Atif Mushtaq, a security researcher with FireEye, announced the victory news on FireEye's blog on Wednesday evening.
I am glad to announce that, after three days of effort, the Grum botnet has finally been knocked down, Mushtaq said. All the known command and control (CnC) servers are dead, leaving their zombies orphaned.
A botnet is essentially a network of computers that has been breached and hijacked; once the cybercriminals have broken in -- usually using malware -- they can control and direct the activities of all the compromised computers using communication channels formed by the network protocols like HTTP and IRC (Internet Relay Chat).
On July 9, Mushtaq described the history of botnets and how Grum fits into the general timeline.
In recent years, we have seen the fall of many spam botnets including Srizbi, Rustock, Mega-D, Pushdo.A, Storm, and Waledac, Mushtaq wrote. But one botnet that has kept itself well under the radar is the Grum botnet. When I look into my Botnet Lab logs, I can see traces of Grum's earlier versions recorded around February 2008. That means that, as of today, this botnet is more than four years old. Readers who have been following the evolution of different botnets would agree that keeping a botnet active and alive for this many years is an achievement in itself.
According to M86Security, Grum was responsible for roughly 17.4 percent of the worldwide spam email traffic, which made it officially the third largest active botnet in the world, after Cutwail and Lethic, respectively. In January 2012, however, Grum became the No. 1 spam botnet in the world, accounting for 33.3 percent of all worldwide spam.
Mushtaq and the FireEye crew had been working to disable the Grum spambot by identifying its command and control (CnC) servers, and then planning a massive takedown attempt. FireEye had identified three main CnCs in the Netherlands, Panama and Russia, but the security team needed help from the authorities and the local communities to help bring down these spammy servers.
On July 17, Mushtaq reported that the Dutch authorities helped pull the plug on two CnC servers in the Netherlands, which helped to make a dent in the botnet. He had also discovered that same day that the server in Panama had been shut down; unfortunately, the cybercriminals were moving quickly. They had set up two secondary servers in Ukraine to help make up for the loss of the Panamanian server.
The hydra-like effect of the Grum botnet was disheartening for Mushtaq.
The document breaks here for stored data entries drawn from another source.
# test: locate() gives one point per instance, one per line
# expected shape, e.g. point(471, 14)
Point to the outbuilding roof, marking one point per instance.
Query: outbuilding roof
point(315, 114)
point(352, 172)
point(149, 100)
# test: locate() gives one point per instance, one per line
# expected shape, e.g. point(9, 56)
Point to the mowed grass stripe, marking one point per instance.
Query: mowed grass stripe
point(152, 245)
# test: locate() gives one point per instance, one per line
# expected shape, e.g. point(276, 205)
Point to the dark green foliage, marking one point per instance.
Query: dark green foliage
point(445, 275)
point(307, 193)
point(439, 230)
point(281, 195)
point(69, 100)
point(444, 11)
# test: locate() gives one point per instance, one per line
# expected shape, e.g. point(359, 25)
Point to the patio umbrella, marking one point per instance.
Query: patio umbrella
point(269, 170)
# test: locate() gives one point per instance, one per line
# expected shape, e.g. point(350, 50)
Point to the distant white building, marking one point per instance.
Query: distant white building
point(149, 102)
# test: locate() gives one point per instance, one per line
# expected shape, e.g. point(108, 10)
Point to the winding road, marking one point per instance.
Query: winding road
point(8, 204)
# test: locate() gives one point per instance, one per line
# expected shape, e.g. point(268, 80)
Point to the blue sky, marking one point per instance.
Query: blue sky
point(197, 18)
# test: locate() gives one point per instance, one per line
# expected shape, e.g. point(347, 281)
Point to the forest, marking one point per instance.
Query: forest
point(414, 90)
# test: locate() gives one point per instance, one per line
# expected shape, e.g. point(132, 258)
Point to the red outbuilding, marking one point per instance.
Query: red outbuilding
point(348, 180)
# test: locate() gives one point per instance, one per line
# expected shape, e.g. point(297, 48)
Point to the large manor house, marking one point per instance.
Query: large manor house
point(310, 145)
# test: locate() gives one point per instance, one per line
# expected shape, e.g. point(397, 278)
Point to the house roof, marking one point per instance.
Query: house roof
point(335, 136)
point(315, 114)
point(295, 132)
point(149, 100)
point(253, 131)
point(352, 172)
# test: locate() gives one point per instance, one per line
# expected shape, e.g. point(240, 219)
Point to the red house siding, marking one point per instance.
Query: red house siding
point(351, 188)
I must say, for a moment, I was stunned, he wrote. The bot herders replaced the two Dutch servers with six new servers located in Ukraine. Ukraine has been a safe haven for bot herders in the past and shutting down any servers there has never been easy.
Mushtaq was disheartened, but he wasn't defeated. Instead, he reached out to a few different parties, including Carel Van Straten and Thomas Morrison from Spamhaus, an anonymous researcher named Nova7, and Alex Kuzmin from CERT-GIB. He shared his evidence of the Grum botnet with the researchers, who quickly passed the intelligence back to their contacts in Russia and Ukraine. And just like that, Grum's dominance as a spam botnet officially ended as of July 18 at 11:00 a.m. PST.
A World Free Of Spam?
Mushtaq reflected on the successful takedown of Grum on FireEye's blog:
Every takedown that I have participated in, such as Srizbi, Rustock 1, Ozdok, and Cutwail 1, has given me a unique experience, he said. So what have I learned from this takedown? When the appropriate channels are used, even ISPs within Russia and Ukraine can be pressured to end their cooperation with bot herders. There are no longer any safe havens. Most of the spam botnets that used to keep their CnCs in the USA and Europe have moved to countries like Panama, Russia, and Ukraine thinking that no one can touch them in these comfort zones. We have proven them wrong this time. Keep on dreaming of a junk-free inbox.
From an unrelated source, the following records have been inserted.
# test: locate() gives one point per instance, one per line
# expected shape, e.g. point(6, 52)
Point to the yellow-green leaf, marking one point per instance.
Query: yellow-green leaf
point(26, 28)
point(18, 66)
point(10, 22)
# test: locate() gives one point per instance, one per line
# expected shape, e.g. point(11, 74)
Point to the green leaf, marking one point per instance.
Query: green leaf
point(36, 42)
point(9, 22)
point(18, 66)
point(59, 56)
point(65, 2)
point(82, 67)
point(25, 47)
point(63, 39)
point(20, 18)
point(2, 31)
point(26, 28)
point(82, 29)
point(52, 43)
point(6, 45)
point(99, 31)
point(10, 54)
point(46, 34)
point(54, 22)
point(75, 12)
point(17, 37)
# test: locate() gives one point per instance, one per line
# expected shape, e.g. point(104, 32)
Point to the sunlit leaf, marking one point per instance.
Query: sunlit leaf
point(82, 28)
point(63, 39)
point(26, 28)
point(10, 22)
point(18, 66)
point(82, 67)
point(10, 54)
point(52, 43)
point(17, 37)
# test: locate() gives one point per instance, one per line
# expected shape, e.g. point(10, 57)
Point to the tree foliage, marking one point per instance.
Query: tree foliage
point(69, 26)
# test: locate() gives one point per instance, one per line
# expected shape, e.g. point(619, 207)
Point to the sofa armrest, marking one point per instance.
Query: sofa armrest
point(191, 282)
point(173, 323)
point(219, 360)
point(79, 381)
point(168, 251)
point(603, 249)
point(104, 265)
While disabling Grum will be very useful in helping to identify and takedown future botnets, unfortunately, we may never be free from spam. That hydra-effect is forever present: When one botnet dies, three more spring up. They're tricky to catch too: They jump from country to country, and they control hundreds of thousands of zombie IP addresses to do their dirty work.
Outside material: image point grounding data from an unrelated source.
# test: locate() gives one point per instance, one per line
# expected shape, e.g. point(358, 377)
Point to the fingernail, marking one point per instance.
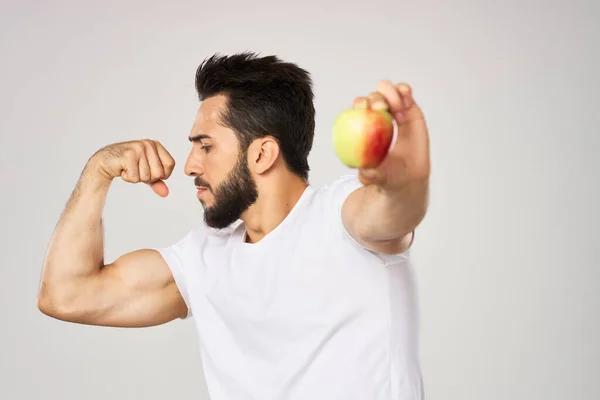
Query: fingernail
point(369, 173)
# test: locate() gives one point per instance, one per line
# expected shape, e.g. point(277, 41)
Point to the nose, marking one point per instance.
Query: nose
point(193, 166)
As long as there's money in making spam, people are going to try to create botnets. Georgiy Avanesov, the mind behind the Bredolab botnet, was believed to have made more than $12,000 a month in revenue off his spam generator (He was sentenced to four years in jail in May). Another network, Zeus, is reportedly responsible for millions of pounds in theft, according to researchers at Microsoft.
We may never be truly free from spam, but at least there are people out there trying.